There are additional elements of interest in this particular psalm. In a similar manner to the Apostle John in Revelation 21, the psalmist commands believers to take a record of the towers and palaces in Jerusalem to leave a record for generations to come of God’s great favor and blessings. Here in this last section of Psalm 48, as it winds to its close, we see a moving back from prophetic and spiritual visions to more physical comments about the need for honest and faithful recording of facts and history for future generations. Of course, simply because one faithfully records one’s experiences and one’s life and one’s time does not mean that later generations will believe such works, but at the very least one’s obligations toward future generations will be done in giving them a true and accurate record of that which we have seen and experienced as honest eyewitnesses as well as a faithful example of godly behavior for future generations to model. It is also worthy of a brief note that the last phrase of this psalm is under some dispute as to its meaning in the ancient texts. The Masoretic Text and the Syriac give the reading “He will be our guide even to death,” while the Septuagint and Vulgate read the last phrase as, “He will be our guide forever.” This suggests, given that the older and more reliable versions point to our mortality as human beings, that while we have an eternal destiny as part of the heavenly Jerusalem that is above, believers will die physical deaths but that God remains faithful to His eternal promises.

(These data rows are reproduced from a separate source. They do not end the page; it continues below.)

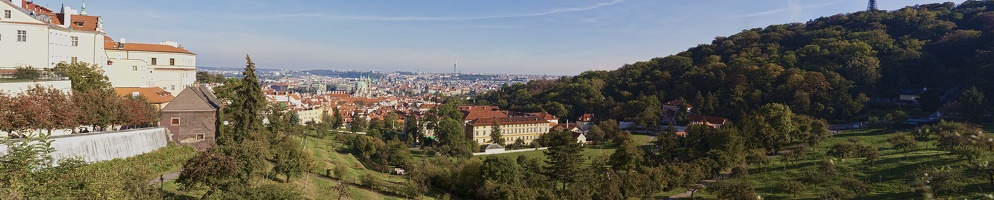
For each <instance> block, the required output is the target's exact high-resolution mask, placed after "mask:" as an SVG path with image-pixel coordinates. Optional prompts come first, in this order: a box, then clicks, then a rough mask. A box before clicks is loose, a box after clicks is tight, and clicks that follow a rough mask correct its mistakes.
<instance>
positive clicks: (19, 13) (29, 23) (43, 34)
mask: <svg viewBox="0 0 994 200" xmlns="http://www.w3.org/2000/svg"><path fill="white" fill-rule="evenodd" d="M63 10H64V13H63V14H62V16H65V19H62V21H61V23H62V24H53V23H52V22H53V20H58V19H52V17H51V16H49V15H44V14H37V13H36V14H34V15H29V14H28V13H26V12H25V11H24V10H23V9H21V8H20V6H18V5H14V4H12V3H11V2H9V1H5V0H0V11H2V12H3V13H0V67H20V66H31V67H35V68H51V67H55V65H56V64H59V63H62V62H65V63H71V62H73V61H77V62H86V63H91V64H102V63H106V62H107V56H106V54H105V53H104V47H103V37H104V33H103V30H102V24H101V22H100V21H99V18H97V17H89V16H86V17H88V19H95V20H94V21H76V22H77V23H96V24H95V25H93V26H95V27H96V29H94V30H74V29H73V27H72V26H71V23H73V22H74V21H73V20H72V16H73V15H77V13H76V11H75V10H72V9H71V8H69V7H65V8H63ZM7 13H10V15H9V18H8V15H7Z"/></svg>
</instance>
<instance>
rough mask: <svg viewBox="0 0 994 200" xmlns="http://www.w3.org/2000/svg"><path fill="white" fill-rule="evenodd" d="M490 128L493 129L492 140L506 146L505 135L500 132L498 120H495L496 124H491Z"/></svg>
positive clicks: (492, 131)
mask: <svg viewBox="0 0 994 200" xmlns="http://www.w3.org/2000/svg"><path fill="white" fill-rule="evenodd" d="M490 129H491V130H493V131H491V132H490V142H492V143H494V144H497V145H500V146H504V135H503V134H502V133H501V132H500V124H497V122H496V121H494V124H493V125H491V126H490Z"/></svg>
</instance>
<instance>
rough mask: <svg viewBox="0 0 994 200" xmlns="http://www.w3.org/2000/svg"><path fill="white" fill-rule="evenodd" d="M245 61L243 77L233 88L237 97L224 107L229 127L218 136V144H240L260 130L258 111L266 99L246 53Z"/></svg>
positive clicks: (233, 144)
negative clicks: (228, 128) (221, 134)
mask: <svg viewBox="0 0 994 200" xmlns="http://www.w3.org/2000/svg"><path fill="white" fill-rule="evenodd" d="M245 62H246V64H245V71H244V72H242V75H243V76H244V78H242V81H241V83H239V84H238V85H237V86H236V88H234V94H237V97H236V98H234V99H232V102H231V105H230V106H228V107H226V108H227V109H225V111H226V112H225V114H224V116H230V119H225V120H230V123H231V125H230V129H229V130H227V131H226V133H222V135H221V136H220V137H218V144H219V145H229V146H230V145H235V144H241V143H242V142H243V141H245V140H249V139H253V138H254V137H253V134H257V133H258V132H259V131H261V130H262V116H261V115H260V113H261V112H262V111H263V110H264V109H265V108H266V104H267V101H266V98H265V97H264V96H263V94H262V88H260V86H259V80H258V78H257V77H256V76H255V63H253V62H252V58H250V57H249V56H248V55H245Z"/></svg>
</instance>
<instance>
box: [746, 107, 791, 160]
mask: <svg viewBox="0 0 994 200" xmlns="http://www.w3.org/2000/svg"><path fill="white" fill-rule="evenodd" d="M756 117H757V119H761V120H760V121H759V123H760V124H758V125H757V126H759V127H762V128H760V130H762V131H759V133H758V134H760V136H761V138H762V141H763V145H764V146H765V147H766V149H768V150H773V152H774V153H779V152H780V148H781V147H782V146H783V145H786V144H788V143H790V141H791V139H792V138H791V135H790V133H792V132H794V131H795V130H796V127H795V126H794V121H793V117H794V113H792V112H791V111H790V107H787V106H786V105H783V104H778V103H772V104H766V105H763V107H760V109H759V111H758V113H757V116H756Z"/></svg>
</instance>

Psalm 48 is a remarkable psalm for a variety of reasons. Its popularity seems to result from its praise of Jerusalem, which is either taken as referring to ancient Israel and the strong love of Judaism for the well-being of Jerusalem or as a praise of God’s church in a more metaphorical use of Jerusalem. At any rate, the prophetic implications of Psalm 48 as referring to future events would seem to indicate that Psalm 48 should be of even more interest than it is, in providing a connection between the First Temple service of the Sons of Korah and the service of believers in the Jerusalem of the kingdom of Jesus Christ. Additionally, this poem is a moving tribute both to God’s promise to serve as a refuge and as a bulwark to protect His people as well as a testament to God’s grace and God’s judgments, showing that God is both merciful and just, a balanced presentation of both sides of God’s dealing with mankind. Let us therefore celebrate the skill of the Sons of Korah in creating such a concise statement of faith in God’s protection and lovingkindness, as well as such a thought provoking and worthwhile song in comparing this age with the age to come in ways that are far more worthwhile of exploration than this psalm often receives.